Menstrual disorders

Different disorders which affect a woman's normal menstrual period are summarised under menstrual disorders. This includes excessively long and heavy bleeding (menorrhagia), abnormally heavy bleeding (hypermenorrhoea), abnormally light bleeding (hypomenorrhoea) and irregular or overly frequent bleeding (polymenorrhoea). If the menstrual period is associated with severe pain, this is known as dysmenorrhoea. Premenstrual syndrome is a clinical picture in its own right. This is explained in the premenstrual syndrome section.

A normal menstruation cycle lasts around 28 days. Individual deviations of two to three days can occur. Every cycle is concluded with bleeding, whereby the first day of the menstrual period is counted as the beginning of the new cycle. The menstrual period usually lasts for four to five days. Excessive deviations from the cycle duration, the bleeding duration and the extent of the bleeding are considered to be menstrual disorders.

An abnormally heavy menstrual period is when the blood loss per period is over 80 ml. High blood loss can either occur due to excessive bleeding during a menstrual period of normal length or during an overly long period lasting more than 7 days. In the first case, this is known as hypermenorrhoea; in the second as menorrhagia. Changes in the uterus such as myomas, endometriosis or infections are usually responsible for the excessive bleeding. Overly heavy bleeding can lead to a loss of iron or to anaemia. The treatment consists of eliminating the organic causes such as myomas or endometriosis. If there is no organic reason, hormone preparations can be used.

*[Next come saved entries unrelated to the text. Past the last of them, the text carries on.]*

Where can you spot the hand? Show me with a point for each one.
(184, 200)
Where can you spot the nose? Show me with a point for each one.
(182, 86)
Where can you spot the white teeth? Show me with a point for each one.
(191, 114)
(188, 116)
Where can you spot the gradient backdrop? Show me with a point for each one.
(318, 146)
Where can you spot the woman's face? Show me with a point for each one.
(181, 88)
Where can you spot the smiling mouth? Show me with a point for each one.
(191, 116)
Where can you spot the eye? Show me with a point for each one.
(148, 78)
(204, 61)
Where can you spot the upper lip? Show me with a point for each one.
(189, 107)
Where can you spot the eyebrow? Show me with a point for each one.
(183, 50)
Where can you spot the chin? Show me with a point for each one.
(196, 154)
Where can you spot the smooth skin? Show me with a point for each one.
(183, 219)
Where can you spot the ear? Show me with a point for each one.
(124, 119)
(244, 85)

A very weak menstrual period is referred to as hypermenorrhoea. Hypermenorrhoea exists if the blood loss is less than 25 ml. The duration of the bleeding is often shortened to one or two days, or there is only weak spotting. Hypermenorrhoea occurs most frequently at the beginning of menopause.

If a menstrual period does not occur, this is known as amenorrhoea. Primary amenorrhoea is said to exist if the first menstrual period does not occur up to the age of 16. Causes can be hormonal disorders or malformations in the ovaries or the uterus. Secondary amenorrhoea exists if the menstrual period suddenly disappears in women who earlier had a normal menstrual cycle. Hormonal disorders, stress, extreme sporting stress, extreme fasting or eating disorders (anorexia) can cause secondary amenorrhoea.

Overly frequent menstrual periods are known as polymenorrhoea. According to the definition, polymenorrhoea exists if the menstrual cycle is shorter than 25 days. The cause is usually a disturbance in the feedback system between the brain and hormones which control the menstrual cycle. Hormone preparations can be used to treat and normalise the cycle.

A menstrual disorder which is characterised by excessive menstrual pain is known as dysmenorrhoea. Dysmenorrhoea causes colic-like lower abdominal pain during the menstrual cycle or severe back pain. Young women are often affected by it and no organic cause can be found. Between the ages of 30 and 40, excessively strong menstruation pain can occur due to changes in the uterus (myomas, endometriosis). If there are organic causes, the treatment focuses on eliminating the causes of the changes in the uterus.  If there is no organic cause, the focus is on treating the pain. Relaxation exercises and movement exercises can help to alleviate the pain.